A Chinnici arriva l’appoggio in coalizione di +Europa Ferrandelli: «M5s inaffidabile, siamo contro populisti»

La nuova vita di +Europa comincia dalle elezioni regionali e da quelle politiche del 25 settembre e lo fa nella coalizione di centro-sinistra, al fianco di Caterina Chinnici, dopo la separazione con Azione di Carlo Calenda, confluita nel terzo polo a sostegno della candidatura di Gaetano Armao. A guidare la propaggine siciliana del partito di Emma Bonino c’è Fabrizio Ferrandelli, dopo l’ottimo risultato ottenuto da candidato sindaco alle Amministrative di Palermo. Ferrandelli che però non sarà presente nelle liste regionali, dove la parte dell’alfiere nella squadra messa a punto la farà Cesare Mattaliano, suo storico braccio destro.

Ugo Forello, eletto al Consiglio comunale di Palermo proprio al fianco di Ferrandelli, sarà invece candidato alle Nazionali. «Abbiamo sempre dimostrato diffidenza nell’accordo con i cinquestelle – dice lo stesso Ferrandelli – E quando anche in Sicilia si sono dimostrati inaffidabili come lo erano stati a Roma con la caduta del governo Draghi abbiamo ritenuto fondamentale intervenire, intensificando il lavoro sul territorio e di inserire le nostre donne e i nostri uomini nella lista a sostegno di Caterina Chinnici». In coalizione +Europa si troverà spalla a spalla con il Partito democratico, dopo diverse elezioni da avversari, ultima proprio quella che ha deciso il nuovo sindaco di Palermo. «Questa volta il Pd ha dialogato – continua Ferrandelli – Non ha posto condizioni, non è partito dai nomi dei candidati, ma dalla condivisione di un progetto e di un programma di governo. Ed è lì che tutte le forze che difendono i diritti, le forze democratiche e liberali del Paese, hanno trovato ragione di stare insieme a Roma come anche in Sicilia e speriamo anche ai prossimi appuntamenti elettorali».

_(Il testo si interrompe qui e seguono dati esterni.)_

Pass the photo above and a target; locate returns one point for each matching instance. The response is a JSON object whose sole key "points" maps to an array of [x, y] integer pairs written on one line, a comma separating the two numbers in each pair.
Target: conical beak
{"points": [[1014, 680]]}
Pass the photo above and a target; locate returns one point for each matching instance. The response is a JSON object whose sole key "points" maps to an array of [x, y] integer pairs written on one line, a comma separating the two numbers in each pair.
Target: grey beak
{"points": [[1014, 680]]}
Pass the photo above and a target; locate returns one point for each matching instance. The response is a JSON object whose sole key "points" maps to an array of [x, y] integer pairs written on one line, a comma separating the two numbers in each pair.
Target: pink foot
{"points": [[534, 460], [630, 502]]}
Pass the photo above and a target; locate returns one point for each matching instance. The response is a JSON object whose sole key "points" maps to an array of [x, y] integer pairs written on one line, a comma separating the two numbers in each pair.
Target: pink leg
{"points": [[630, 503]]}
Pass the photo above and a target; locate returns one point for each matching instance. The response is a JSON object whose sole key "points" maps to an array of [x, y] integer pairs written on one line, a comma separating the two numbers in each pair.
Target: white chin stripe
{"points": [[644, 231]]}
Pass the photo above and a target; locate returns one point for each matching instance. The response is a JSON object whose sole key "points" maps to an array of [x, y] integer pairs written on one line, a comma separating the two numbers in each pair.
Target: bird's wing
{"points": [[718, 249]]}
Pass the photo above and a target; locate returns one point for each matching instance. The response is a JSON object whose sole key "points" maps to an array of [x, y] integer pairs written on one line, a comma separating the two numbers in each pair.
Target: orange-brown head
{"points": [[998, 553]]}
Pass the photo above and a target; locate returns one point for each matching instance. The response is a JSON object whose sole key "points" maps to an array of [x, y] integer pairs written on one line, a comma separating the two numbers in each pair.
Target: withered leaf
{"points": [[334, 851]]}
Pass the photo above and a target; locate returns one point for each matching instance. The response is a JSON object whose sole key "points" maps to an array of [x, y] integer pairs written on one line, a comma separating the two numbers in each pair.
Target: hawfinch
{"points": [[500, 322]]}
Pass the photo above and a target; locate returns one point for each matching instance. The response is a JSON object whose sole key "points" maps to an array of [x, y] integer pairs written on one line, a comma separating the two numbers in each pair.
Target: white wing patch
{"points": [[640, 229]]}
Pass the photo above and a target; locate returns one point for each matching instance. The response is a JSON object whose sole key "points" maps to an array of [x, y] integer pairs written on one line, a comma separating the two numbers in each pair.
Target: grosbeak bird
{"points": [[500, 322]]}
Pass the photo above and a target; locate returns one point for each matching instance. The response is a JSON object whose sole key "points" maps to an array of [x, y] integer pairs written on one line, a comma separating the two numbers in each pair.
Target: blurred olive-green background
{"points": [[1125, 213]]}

Per +Europa si tratta anche della prima uscita ufficiale dopo la separazione con Azione, ma la porta, secondo Ferrandelli, non è del tutto chiusa. «Ho grande rispetto per chi ha combattuto insieme a me delle battaglie sul territorio – conclude – Ritengo un errore restare fuori dalla coalizione e indebolire con la dinamica del voto utile l’unica forza che può togliere seggi ai nazionalisti e ai populisti, quindi mi auguro che a partire dal 26 si possa tornare a discutere insieme di questi temi che ci uniscono».